- Pub. Date:
In February 1995, the unthinkable happened: one of the oldest and most respected merchant banks in London went bankrupt. The story that "rogue" Barings trader Nick Leeson lost hundreds of millions of pounds speculating in the Far East was front-page news throughout the world. Accused of fraud on a massive scale, Leeson first strenuously opposed being tried in Singapore, then eventually was taken there from his prison in Frankfurt. In December 1995 he pleaded guilty - and the trial began and ended within two days. As a result, the prosecution case against Leeson was not heard. What really happened to cause the downfall of "the Queen's bank," and who was actually responsible?

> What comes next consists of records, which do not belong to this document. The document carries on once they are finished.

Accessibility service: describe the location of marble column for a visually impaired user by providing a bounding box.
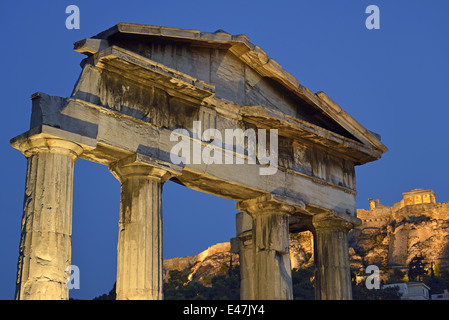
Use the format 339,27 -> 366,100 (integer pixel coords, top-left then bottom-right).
312,213 -> 353,300
237,196 -> 295,300
14,135 -> 83,300
231,212 -> 255,300
110,156 -> 172,300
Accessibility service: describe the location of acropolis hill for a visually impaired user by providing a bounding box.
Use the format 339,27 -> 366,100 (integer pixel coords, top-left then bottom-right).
164,189 -> 449,281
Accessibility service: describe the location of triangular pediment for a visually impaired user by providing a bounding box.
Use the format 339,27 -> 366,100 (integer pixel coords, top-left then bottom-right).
75,23 -> 387,163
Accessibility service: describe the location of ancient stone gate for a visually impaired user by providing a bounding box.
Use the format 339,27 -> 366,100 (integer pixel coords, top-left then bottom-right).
11,23 -> 387,299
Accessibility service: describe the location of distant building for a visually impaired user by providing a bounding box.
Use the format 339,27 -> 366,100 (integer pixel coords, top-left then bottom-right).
382,282 -> 430,300
431,290 -> 449,300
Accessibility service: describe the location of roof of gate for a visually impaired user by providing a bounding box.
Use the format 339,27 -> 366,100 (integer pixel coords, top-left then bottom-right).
74,23 -> 388,158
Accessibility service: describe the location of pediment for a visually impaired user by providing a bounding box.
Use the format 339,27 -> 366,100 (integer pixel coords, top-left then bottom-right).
75,23 -> 387,163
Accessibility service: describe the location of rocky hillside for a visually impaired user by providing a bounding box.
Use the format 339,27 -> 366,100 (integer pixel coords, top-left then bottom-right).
164,198 -> 449,281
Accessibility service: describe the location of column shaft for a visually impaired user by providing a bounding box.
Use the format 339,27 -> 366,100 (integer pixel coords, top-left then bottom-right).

In The Collapse of Barings, Stephen Fay investigates the facts behind the headlines and discovers a closed network of privilege, greed, and incompetence. In the rapidly changing system of global finance, the directors of Barings came to rely on people they hardly knew - like Nick Leeson - to make their fortunes in markets they did not fully understand, like SIMEX in Singapore. The plasterer's son from Watford was still in his mid-twenties when he rose to become the golden boy of Barings, claiming to have made profits of ten million dollars in one week. His London bosses watched passively as a culture of speculation grew until it eventually destroyed them, and changed the face of London's financial heartland.